Subtext, undertones, overtones, communicative intent, dissimulation ... nothing between the lines? Seriously?
barawn wrote:Oh, and on the silly question (building a refrigerator on a desert island): it's not that hard. Build something that can hold vacuum (a ceramic would probably work well), make a few valves (tanned hide of some sort), and add a water wheel to pump down the pressure, and you've got the beginnings of a fridge. A better working fluid than water would be ideal, but if the container was strong enough, you might be able to get ice directly this way.
Funnily enough, they tried something like this. Using methanol (obtained from wood by one of the chemists) as the cooling agent. Not even a waterwheel for negative pressure, the design was simpler. It
almost worked. Meaning, it produced cooling, but not enough to freeze water.

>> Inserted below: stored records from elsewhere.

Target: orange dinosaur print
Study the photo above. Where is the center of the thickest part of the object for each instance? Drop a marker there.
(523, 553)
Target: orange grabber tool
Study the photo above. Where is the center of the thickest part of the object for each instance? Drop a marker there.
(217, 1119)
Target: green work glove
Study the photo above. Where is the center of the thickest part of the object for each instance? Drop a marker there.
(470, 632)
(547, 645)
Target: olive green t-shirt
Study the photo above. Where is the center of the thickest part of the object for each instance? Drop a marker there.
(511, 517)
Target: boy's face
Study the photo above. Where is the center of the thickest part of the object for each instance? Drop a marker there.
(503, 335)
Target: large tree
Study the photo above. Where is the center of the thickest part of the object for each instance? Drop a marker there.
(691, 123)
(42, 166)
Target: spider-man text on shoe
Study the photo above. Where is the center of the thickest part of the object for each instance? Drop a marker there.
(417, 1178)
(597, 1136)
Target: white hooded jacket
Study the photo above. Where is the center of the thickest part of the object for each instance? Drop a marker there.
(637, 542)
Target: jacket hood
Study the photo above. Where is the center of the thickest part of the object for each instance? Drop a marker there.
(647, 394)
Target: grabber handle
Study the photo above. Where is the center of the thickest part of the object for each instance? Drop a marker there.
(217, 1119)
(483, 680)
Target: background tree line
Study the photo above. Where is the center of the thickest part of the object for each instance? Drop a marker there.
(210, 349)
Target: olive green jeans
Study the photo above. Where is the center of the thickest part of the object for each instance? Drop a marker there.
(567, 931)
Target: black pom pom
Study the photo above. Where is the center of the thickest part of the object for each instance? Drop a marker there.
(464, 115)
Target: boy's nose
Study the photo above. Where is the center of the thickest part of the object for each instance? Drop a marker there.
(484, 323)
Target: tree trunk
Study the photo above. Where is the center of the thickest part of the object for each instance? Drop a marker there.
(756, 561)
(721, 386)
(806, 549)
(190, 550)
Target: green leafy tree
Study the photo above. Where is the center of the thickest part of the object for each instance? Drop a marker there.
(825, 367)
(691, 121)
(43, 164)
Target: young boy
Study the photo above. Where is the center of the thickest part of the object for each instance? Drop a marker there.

BakaGrappler wrote:I think a main reason there is no advancement in Erf World is because there is no such thing as "Extra People."{snip}
There is also the fact that everyone, everyone, is popped with full knowledge of the world in so far as they need to know of it. {snip}
The world is so streamlined that everything required to MAKE a civilization is already in place before the civilizations were even made. {snip}
I think the reason Parson is so good, is because he looks at stuff, and then tries things. Sometimes it even works. Who else in Erf World does that?
I apologize for the liberal surgery, I assume these are the main points of your post.
And they are fair- I wouldn't expect Erfworlders to have much use for Earthlike tech progress. What I do expect of them however is to really, really understand the ways war can be waged in their world. In this, they need to innovate and outcompete each other.
The whole point of this is lost if you keep it a secret.